As I recall (just watching it 10 minutes ago) it is was the same striking motions performed in the video. Either way the technique has not been made of aware of in class, so I don't know why you blame ME for that.


----------



## Gnarlie

Axiom said:


> Yet the instructional states: This is *similiar* to the knife hand except for the thumb tucked in (and fingers straight).


And the different striking surface, targets, and body mechanics required. So, completely different. The similarity lies only in the face that it uses an edge of the hand. There is no need for bent fingers with this technique because of the different mechanic. Come one dude, this is simple. 

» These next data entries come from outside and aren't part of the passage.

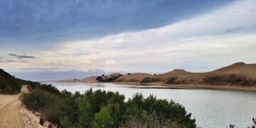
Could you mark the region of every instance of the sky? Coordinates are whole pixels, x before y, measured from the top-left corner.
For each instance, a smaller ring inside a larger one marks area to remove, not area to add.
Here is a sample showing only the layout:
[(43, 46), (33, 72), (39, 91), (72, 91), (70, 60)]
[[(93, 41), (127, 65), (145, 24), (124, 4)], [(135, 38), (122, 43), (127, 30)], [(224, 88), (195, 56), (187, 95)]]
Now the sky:
[(0, 0), (0, 68), (27, 79), (205, 72), (255, 50), (255, 0)]

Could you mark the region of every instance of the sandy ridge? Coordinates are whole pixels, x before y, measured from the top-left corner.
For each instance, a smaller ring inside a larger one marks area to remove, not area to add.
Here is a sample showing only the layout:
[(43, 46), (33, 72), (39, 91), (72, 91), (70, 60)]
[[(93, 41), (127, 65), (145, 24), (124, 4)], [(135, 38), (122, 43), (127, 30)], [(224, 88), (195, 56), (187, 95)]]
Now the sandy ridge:
[[(26, 86), (23, 86), (21, 92), (28, 92)], [(41, 125), (40, 117), (22, 105), (19, 100), (21, 95), (0, 95), (0, 128), (48, 127), (48, 122)]]

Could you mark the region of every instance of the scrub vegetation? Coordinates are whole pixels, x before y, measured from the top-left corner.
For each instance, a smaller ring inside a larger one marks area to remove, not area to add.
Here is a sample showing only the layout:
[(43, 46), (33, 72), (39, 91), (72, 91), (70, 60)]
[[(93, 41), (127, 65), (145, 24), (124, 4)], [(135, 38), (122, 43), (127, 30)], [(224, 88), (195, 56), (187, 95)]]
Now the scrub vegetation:
[(140, 93), (125, 101), (118, 92), (60, 92), (50, 85), (31, 83), (21, 97), (28, 110), (59, 127), (196, 127), (195, 119), (174, 101)]

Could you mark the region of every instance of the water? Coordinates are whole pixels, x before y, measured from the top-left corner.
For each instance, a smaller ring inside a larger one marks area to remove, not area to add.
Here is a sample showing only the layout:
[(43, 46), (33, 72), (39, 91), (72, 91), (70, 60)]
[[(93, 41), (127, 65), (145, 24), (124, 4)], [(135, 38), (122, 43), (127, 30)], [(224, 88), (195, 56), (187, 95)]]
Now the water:
[(256, 92), (160, 88), (158, 86), (112, 83), (51, 83), (60, 90), (66, 89), (72, 92), (79, 91), (83, 93), (90, 87), (93, 90), (101, 89), (118, 91), (124, 95), (126, 100), (132, 97), (136, 92), (142, 92), (144, 97), (154, 94), (157, 98), (173, 100), (183, 105), (187, 112), (192, 113), (192, 117), (196, 117), (196, 124), (200, 127), (226, 127), (230, 124), (238, 127), (247, 127), (252, 124), (252, 117), (256, 117)]

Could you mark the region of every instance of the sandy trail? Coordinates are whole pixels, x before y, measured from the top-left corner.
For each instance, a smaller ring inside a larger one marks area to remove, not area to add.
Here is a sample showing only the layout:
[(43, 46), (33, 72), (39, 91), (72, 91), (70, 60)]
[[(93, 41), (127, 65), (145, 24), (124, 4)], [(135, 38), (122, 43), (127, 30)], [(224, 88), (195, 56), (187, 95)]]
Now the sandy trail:
[[(21, 93), (27, 93), (26, 85), (21, 88)], [(0, 128), (48, 127), (39, 124), (39, 117), (28, 111), (21, 105), (21, 93), (9, 95), (0, 95)]]
[[(22, 87), (22, 92), (27, 92), (26, 85)], [(0, 127), (23, 127), (19, 110), (21, 103), (21, 94), (15, 95), (0, 95)]]

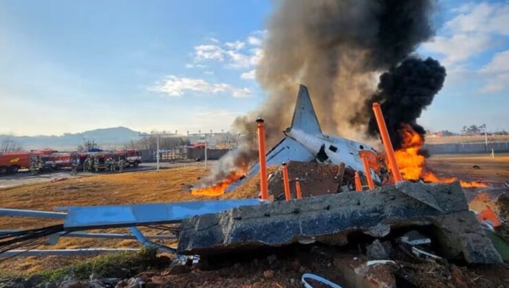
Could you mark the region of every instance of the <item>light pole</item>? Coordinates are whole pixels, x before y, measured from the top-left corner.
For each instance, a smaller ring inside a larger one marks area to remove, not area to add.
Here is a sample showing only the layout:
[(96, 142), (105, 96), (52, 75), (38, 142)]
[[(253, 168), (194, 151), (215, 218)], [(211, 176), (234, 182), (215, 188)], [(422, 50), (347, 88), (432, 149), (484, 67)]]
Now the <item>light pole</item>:
[(222, 132), (223, 131), (222, 130), (221, 131), (221, 132), (220, 133), (214, 133), (214, 132), (212, 132), (212, 130), (210, 130), (210, 132), (202, 133), (202, 130), (198, 130), (198, 133), (191, 133), (191, 134), (189, 133), (189, 131), (187, 132), (187, 136), (195, 136), (195, 135), (202, 136), (202, 135), (203, 135), (203, 136), (204, 136), (204, 141), (205, 141), (205, 145), (204, 145), (204, 146), (205, 146), (204, 147), (205, 151), (204, 152), (204, 158), (205, 158), (205, 169), (207, 169), (207, 159), (208, 158), (208, 157), (207, 156), (207, 149), (208, 149), (208, 144), (207, 143), (207, 136), (208, 136), (208, 135), (213, 135), (213, 135), (221, 135), (221, 134), (228, 134), (228, 132)]
[(156, 154), (155, 154), (155, 161), (157, 162), (157, 171), (159, 171), (159, 162), (160, 162), (160, 152), (159, 152), (159, 139), (162, 136), (175, 136), (177, 135), (177, 130), (175, 130), (175, 133), (166, 133), (166, 131), (163, 131), (162, 133), (154, 133), (153, 131), (150, 132), (150, 134), (147, 133), (140, 133), (138, 136), (140, 137), (149, 137), (152, 136), (155, 136), (156, 137)]

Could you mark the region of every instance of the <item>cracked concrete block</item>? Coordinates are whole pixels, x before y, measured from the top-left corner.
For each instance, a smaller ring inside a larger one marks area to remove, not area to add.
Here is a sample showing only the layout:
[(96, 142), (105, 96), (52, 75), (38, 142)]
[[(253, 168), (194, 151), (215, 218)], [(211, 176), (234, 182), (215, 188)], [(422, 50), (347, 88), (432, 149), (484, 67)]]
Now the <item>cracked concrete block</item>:
[(448, 258), (501, 262), (468, 211), (459, 184), (418, 183), (413, 189), (414, 184), (403, 185), (404, 191), (389, 186), (195, 216), (182, 223), (178, 252), (213, 254), (295, 243), (344, 245), (353, 232), (381, 237), (393, 228), (424, 226), (438, 231)]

Sent from my Nexus 6P using Tapatalk


----------



## Axiom

Dirty Dog said:


> Neither the knife hand nor the (totally different) ridge hand involve striking with the fingers.



I didn't say striking with the fingers as the point of impact with either technique, I said striking *with the fingers being straight. *


----------



## Dirty Dog

Axiom said:


> As I recall (just watching it 10 minutes ago) it is was the same striking motions performed in the video. Either way the technique has not been made of aware of in class, so I don't know why you blame ME for that.



The striking motions for a knifehand vs ridgehand vs spearhand are completely and totally different.
Your instructor may be holding off on introducing the other techniques simply because he is aware of your limited understanding and doesn't want to confuse you more than you already are.


----------



## Gnarlie

Axiom said:


> As I recall (just watching it 10 minutes ago) it is was the same striking motions performed in the video. Either way the technique has not been made of aware of in class, so I don't know why you blame ME for that.


Hang on, I thought you were the one correcting your 9th dan instructor? Doesn't that mean you know best? Now that you DON'T know about something, you want to push it onto your 9th dan again? Sounds fishy to me. 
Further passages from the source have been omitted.